Du sentiment de gêne constant par lequel se définissent principalement l’inventeur et la pianiste naît en fait une désinvolture hilare, qui emporte avec elle tout le film dans un tourbillon de malentendus savoureux. La glace est au plus tard brisée à la fin d’une soirée bien arrosée dans un bar au début du film, pendant laquelle le personnage féminin – entraîné là par sa sœur sensiblement plus libidineuse – ne se sent pas du tout dans son élément. Par chance, elle croit avoir trouvé un prétendant aussi mal à l’aise dans ce contexte hédoniste qu’elle, avec lequel elle s’apprête à partager son désarroi social, quand ses gaz d’estomac s’échappent à un moment particulièrement inopportun.
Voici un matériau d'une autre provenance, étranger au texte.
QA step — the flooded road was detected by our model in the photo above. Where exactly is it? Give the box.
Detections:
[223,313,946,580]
Normalement, ce genre de chute bassement physique relèverait d’une vulgarité sans intérêt. Mais entre les mains étonnamment délicates de Clovis Cornillac, elle s’inscrit sans difficulté dans le cadre d’un hommage drôle et touchant aux hommes et aux femmes trop naïfs et innocents pour ce bas monde. A l’image d’autres moments forts de ce film dépourvu de fausses notes : ces deux repas hautement délicieux au cours desquels l’amour imaginé entre les voisins est confronté à une réalité moins complaisante, à savoir la tentation raisonnable de dévoiler coûte que coûte l’identité de l’amant mystérieux ou bien le regard de leurs compères d’une loyauté infaillible.

Conclusion

Nous ne nous sommes pas autant sentis gâtés par une comédie française depuis le début de l’année que par cette histoire très mignonne et de surcroît contée par un réalisateur d’ores et déjà avisé. Le jeu vif et naturel des comédiens – outre Cornillac, il y a également les irrésistibles Mélanie Bernier, Lilou Fogli et Philippe Duquesne – parfait alors le tour de force d’une comédie romantique sans la moindre mièvrerie, quoique capable de nous faire rêver du grand amour, qui attendrait juste de l’autre côté du mur des appartements parisiens entassés les uns sur les autres.